Fluctuations in blood glucose (normally 70 to 100 mg/100 mL, or about 4.5 mm) due to dietary intake or vigorous exercise are counterbalanced by a variety of hormonally triggered changes in metabolism in several organs.
High blood glucose elicits the release of insulin, which speeds the uptake of glucose by tissues and favors the storage of fuels as glycogen and triacylglycerols while inhibiting fatty acid mobilization in adipose tissue.
Low blood glucose triggers release of glucagon, which stimulates glucose release from liver glycogen and shifts fuel metabolism in liver and muscle to fatty acid oxidation, sparing glucose for use by the brain.
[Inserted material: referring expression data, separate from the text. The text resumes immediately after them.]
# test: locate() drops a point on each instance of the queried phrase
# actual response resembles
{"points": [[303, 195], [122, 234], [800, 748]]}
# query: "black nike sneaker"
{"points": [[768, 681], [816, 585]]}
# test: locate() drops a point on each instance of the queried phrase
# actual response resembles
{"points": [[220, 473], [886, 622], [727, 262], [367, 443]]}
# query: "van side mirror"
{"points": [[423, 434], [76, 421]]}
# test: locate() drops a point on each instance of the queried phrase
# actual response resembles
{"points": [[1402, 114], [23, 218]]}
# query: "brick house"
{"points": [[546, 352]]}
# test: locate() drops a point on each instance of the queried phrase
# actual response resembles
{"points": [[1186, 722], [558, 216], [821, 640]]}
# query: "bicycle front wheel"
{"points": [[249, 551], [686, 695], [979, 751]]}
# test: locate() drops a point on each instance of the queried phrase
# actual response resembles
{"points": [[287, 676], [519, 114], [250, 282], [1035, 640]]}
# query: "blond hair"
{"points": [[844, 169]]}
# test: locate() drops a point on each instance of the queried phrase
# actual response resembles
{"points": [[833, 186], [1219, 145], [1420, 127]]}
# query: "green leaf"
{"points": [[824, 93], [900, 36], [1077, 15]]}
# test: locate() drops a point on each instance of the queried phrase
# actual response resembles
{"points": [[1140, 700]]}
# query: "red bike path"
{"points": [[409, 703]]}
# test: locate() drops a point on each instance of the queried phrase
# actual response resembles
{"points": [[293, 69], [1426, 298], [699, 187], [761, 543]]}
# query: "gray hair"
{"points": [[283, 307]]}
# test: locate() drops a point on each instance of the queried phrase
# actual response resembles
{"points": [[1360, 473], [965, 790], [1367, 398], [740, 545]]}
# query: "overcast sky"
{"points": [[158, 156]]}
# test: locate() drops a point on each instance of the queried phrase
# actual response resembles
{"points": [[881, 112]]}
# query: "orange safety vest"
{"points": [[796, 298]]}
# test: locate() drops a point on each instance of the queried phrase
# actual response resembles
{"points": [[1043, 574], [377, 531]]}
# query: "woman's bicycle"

In prolonged fasting, TAGs become the principal fuel; the liver converts the fatty acids to ketone bodies for export to other tissues, including the brain.
Epinephrine prepares the body for increased activity by mobilizing glucose from glycogen and other precursors, releasing the glucose into the blood.
Cortisol, released in response to a variety of stressors (including low blood glucose), stimulates gluconeogenesis from amino acids and glycerol in the liver, thus raising blood glucose and counterbalancing the effects of insulin.